Overall, people treated continuously with β-blockers for more than 6 months had a 20% lower relative risk for COPD hospitalisation in the follow-up period compared with patients treated with other antihypertensives. Subgroup analyses revealed that the risk of COPD hospitalisation was reduced in the β-blockers groups among patients with ischaemic heart disease (HR 0.72; 95% CI 0.69-0.75), cardiac arrhythmias (HR 0.76; 95% CI 0.72-0.80), asthma (HR 0.69; 95% CI 0.61-0.79), hypertension (HR 0.91; 95% CI 0.86-0.96), and pulmonary embolism and cor pulmonale (HR 0.72; 95% CI 0.59-0.87).

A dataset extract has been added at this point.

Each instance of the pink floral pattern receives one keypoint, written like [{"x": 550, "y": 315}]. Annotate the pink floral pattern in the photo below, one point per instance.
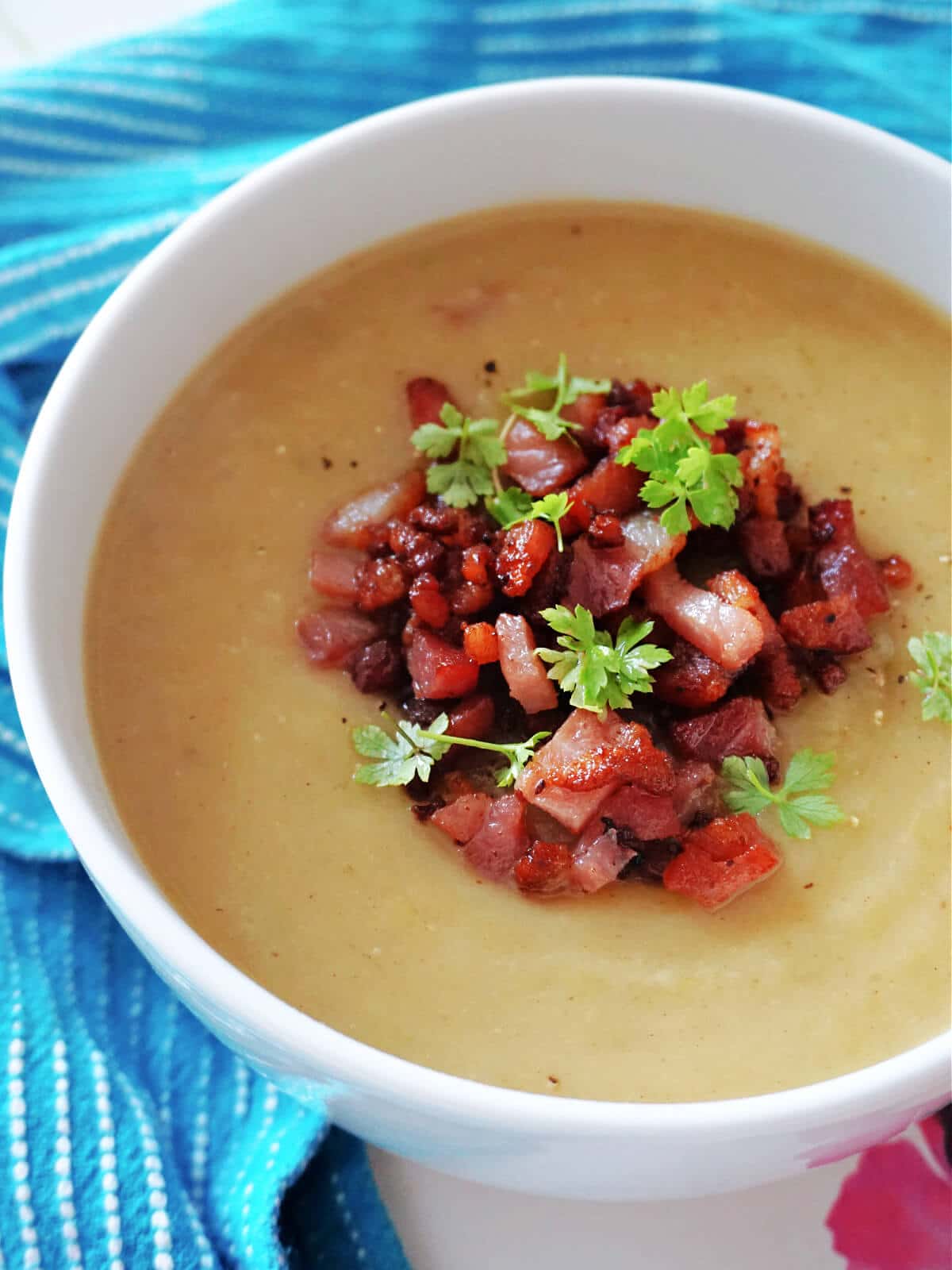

The effect was even more pronounced in all-cause mortality: patients treated with β-blockers had a 47% lower relative risk of death compared with patients treated with other antihypertensive drugs (see Figure).

Figure: Patients treated with a β-blocker had a significant lower risk of all-cause mortality [1]



    1. Nielsen AO, et al. PA2459, ERS 2019, 29 Sept-2 Oct, Madrid, Spain.
    2. Nielsen AO, et al. EClinMed 2019;7:21-26.